EVEN IF ARRESTED, Elbakyan says Sci-Hub will not go dark. She has failsafes to keep it up and running, and user donations now cover the cost of Sci-Hub’s servers. She also notes that the entire collection of 50 million papers has been copied by others many times already. “[The papers] do not need to be downloaded again from universities.”
Indeed, the data suggest that the explosive growth of Sci-Hub is done. Elbakyan says that the proportion of download requests for papers not contained in the database is holding steady at 4.3%. If she runs out of credentials for pirating fresh content, that gap will grow again, however—and publishers and universities are constantly devising new authentication schemes that she and her supporters will need to outsmart. She even asked me to donate my own Science login and password—she was only half joking.

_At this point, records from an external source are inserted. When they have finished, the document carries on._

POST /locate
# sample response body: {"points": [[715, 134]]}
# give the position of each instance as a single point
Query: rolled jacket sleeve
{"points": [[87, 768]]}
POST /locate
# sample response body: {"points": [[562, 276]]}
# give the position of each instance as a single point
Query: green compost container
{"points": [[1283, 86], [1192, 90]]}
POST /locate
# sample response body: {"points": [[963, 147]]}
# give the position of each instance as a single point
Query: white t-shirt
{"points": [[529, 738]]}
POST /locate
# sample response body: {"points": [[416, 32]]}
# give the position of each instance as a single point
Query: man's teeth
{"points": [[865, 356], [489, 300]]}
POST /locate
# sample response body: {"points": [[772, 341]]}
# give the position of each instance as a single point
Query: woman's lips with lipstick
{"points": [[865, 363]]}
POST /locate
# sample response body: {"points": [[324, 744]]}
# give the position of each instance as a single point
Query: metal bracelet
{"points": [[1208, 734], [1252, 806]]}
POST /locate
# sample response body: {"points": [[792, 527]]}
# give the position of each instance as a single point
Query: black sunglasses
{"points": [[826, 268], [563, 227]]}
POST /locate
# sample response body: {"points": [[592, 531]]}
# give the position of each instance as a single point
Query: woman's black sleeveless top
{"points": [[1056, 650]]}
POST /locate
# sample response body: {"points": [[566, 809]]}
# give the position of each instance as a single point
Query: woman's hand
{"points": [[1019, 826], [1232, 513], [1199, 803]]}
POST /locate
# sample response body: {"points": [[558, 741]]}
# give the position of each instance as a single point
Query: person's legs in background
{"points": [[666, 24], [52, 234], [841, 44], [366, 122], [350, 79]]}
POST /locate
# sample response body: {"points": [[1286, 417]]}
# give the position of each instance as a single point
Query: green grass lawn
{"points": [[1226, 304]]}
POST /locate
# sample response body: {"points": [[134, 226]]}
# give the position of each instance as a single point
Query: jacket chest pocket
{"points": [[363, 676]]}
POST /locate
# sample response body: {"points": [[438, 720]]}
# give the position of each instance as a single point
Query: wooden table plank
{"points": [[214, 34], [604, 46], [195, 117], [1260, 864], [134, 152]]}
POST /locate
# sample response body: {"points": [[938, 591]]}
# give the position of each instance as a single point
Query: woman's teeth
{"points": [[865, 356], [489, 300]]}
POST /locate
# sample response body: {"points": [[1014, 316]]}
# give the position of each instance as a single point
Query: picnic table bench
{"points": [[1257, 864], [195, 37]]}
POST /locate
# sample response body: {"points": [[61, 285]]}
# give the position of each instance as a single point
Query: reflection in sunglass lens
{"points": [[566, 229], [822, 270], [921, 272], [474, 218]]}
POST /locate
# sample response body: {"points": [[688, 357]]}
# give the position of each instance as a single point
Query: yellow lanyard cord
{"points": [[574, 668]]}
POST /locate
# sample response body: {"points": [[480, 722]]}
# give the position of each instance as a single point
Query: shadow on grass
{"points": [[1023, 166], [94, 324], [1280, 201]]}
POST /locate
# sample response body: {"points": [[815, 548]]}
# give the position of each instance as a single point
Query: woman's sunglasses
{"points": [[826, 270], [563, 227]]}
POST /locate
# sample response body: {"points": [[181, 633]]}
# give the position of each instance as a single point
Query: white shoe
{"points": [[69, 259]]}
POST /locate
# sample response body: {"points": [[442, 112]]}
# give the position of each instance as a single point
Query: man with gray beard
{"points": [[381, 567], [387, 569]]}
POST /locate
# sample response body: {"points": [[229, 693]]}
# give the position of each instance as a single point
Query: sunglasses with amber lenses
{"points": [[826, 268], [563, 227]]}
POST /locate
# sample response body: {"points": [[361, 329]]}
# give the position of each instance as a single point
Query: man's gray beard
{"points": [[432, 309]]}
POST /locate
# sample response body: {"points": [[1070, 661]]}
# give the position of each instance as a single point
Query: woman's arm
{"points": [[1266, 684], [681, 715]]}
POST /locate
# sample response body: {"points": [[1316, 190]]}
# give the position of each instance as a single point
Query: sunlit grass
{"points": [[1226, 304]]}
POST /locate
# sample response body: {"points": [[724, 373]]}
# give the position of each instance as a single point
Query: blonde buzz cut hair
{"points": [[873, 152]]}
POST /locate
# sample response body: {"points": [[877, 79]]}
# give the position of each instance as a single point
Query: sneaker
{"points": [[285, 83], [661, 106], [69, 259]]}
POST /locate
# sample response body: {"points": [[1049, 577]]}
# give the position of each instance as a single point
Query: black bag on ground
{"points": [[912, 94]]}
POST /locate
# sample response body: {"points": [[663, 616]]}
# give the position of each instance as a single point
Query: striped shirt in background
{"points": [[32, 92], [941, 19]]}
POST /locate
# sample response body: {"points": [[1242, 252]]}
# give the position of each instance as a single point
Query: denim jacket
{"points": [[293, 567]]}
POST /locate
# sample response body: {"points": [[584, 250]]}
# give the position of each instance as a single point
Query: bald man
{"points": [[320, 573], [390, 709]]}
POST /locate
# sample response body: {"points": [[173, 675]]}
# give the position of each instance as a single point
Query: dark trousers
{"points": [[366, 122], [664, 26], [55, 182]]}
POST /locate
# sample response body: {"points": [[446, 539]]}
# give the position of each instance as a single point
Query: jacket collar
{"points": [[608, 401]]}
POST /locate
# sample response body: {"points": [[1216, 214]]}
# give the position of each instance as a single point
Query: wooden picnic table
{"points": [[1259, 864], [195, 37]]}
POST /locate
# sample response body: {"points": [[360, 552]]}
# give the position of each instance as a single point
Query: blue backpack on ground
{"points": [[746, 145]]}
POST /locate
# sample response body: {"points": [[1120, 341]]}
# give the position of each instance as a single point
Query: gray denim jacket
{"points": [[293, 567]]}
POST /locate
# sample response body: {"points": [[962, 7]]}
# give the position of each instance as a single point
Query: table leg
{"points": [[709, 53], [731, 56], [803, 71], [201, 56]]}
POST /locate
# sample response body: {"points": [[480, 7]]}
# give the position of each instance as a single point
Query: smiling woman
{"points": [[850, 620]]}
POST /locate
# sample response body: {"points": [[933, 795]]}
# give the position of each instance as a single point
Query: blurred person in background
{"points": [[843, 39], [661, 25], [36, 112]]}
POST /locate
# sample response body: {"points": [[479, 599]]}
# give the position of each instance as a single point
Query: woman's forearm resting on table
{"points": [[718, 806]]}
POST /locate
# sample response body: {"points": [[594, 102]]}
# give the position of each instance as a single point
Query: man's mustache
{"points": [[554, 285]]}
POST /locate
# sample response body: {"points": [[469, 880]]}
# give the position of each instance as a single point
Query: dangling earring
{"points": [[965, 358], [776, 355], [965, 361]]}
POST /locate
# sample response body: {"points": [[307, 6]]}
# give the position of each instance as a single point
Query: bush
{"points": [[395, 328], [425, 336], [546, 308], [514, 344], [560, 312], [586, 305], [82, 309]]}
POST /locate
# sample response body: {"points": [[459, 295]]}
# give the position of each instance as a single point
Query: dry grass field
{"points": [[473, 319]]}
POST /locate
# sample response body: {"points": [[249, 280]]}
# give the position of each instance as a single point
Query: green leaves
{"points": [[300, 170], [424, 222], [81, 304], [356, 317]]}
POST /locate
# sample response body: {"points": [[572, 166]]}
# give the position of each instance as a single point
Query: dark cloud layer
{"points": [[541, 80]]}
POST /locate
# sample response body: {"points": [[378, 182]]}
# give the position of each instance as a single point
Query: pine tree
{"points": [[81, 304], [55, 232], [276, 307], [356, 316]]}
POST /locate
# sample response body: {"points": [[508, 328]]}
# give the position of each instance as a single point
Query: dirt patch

For Elbakyan herself, the future is even more uncertain. Elsevier is not only charging her with copyright infringement but with illegal hacking under the U.S. Computer Fraud and Abuse Act. “There is the possibility to be suddenly arrested for hacking,” Elbakyan admits. Others who ran afoul of this law have been extradited to the United States while traveling. And she is fully aware that another computer prodigy–turned-advocate, Aaron Swartz, was arrested on similar charges in 2011 after mass-downloading academic papers. Facing devastating financial penalties and jail time, Swartz hanged himself.
Like the rest of the scientific community, Elbakyan is watching the future of scholarly communication unfold fast. “I will see how all this turns out.”
Correction (28 April 2016): “Andrew Schwartz” has been corrected to “Andrew Swartz.”